取材を終えた僕は、藤谷さんにお礼を述べ、藤谷さんを紹介してくれた同行のライターと共に席をはずそうかと思ったときである。
同行のライター小川さん「梅田さんも、藤谷さん主催の句会に参加してみればいいんじゃない?」
梅田「クカイってなんですか?」
小川さん「藤谷さん、月に一回この書店で句会をやってるんですよ」
梅田「クカイ?」
小川さん「俳句の会、句会」
梅田「ああ、句会ですね。いや、俳句なんてやらないなー」
僕の人生の中で、『句会』という言葉を耳にしたのは久しぶりだったので、しばらくなんのことか分からなかった。
藤谷さん「参加は誰でもかまいませんよ」
俳句なんて小学生のときにいやいや宿題で書かされた以来、一度もやったことがない。

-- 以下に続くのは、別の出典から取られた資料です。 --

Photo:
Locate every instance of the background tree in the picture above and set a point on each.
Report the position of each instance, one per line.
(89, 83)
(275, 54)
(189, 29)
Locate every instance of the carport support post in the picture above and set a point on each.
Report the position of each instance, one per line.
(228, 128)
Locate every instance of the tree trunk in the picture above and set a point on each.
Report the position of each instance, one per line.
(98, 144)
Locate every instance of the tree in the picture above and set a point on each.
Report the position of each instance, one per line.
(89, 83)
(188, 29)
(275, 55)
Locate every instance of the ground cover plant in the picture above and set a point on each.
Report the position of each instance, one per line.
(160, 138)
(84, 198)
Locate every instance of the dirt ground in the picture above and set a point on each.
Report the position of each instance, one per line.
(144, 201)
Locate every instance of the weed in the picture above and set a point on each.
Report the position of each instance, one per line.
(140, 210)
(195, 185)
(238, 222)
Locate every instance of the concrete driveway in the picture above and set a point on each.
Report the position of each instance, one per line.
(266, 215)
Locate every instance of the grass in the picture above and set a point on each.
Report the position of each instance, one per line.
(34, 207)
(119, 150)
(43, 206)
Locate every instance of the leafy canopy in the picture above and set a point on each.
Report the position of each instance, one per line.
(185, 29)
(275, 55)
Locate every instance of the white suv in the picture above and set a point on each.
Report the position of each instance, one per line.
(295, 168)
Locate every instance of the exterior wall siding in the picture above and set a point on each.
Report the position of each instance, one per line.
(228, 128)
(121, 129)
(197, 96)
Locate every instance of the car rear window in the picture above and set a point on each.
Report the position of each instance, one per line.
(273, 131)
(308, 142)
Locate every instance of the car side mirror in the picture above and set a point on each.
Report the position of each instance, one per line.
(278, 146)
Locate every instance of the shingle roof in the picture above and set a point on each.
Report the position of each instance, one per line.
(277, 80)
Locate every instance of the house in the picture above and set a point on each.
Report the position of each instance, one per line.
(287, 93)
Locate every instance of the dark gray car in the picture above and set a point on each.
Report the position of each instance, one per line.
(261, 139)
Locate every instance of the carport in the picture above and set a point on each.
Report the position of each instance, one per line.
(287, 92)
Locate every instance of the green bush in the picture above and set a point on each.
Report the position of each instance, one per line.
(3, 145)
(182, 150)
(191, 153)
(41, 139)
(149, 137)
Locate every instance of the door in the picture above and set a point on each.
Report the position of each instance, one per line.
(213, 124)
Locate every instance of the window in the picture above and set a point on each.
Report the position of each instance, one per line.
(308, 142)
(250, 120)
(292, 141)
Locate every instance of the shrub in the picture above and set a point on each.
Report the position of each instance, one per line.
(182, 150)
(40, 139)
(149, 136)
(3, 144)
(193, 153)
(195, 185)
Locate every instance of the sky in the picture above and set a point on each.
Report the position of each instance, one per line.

そんな僕が、公衆の面前で自作の俳句を発表する。それだけではない、他人が詠んだ句を評価する。そんなこと出来るはずがない。失笑を買ってしまうのがオチである。しかも大先輩の小説家の前で恥をかくわけだ。藤谷さんに『こいつ、センスないな』とか思われるかもしれない。それはいやだ。できないことはやらないほうがいい。そう、やんわり断ろう。できないことはできません、と言おう。それが大人だ。うん、そうしよう。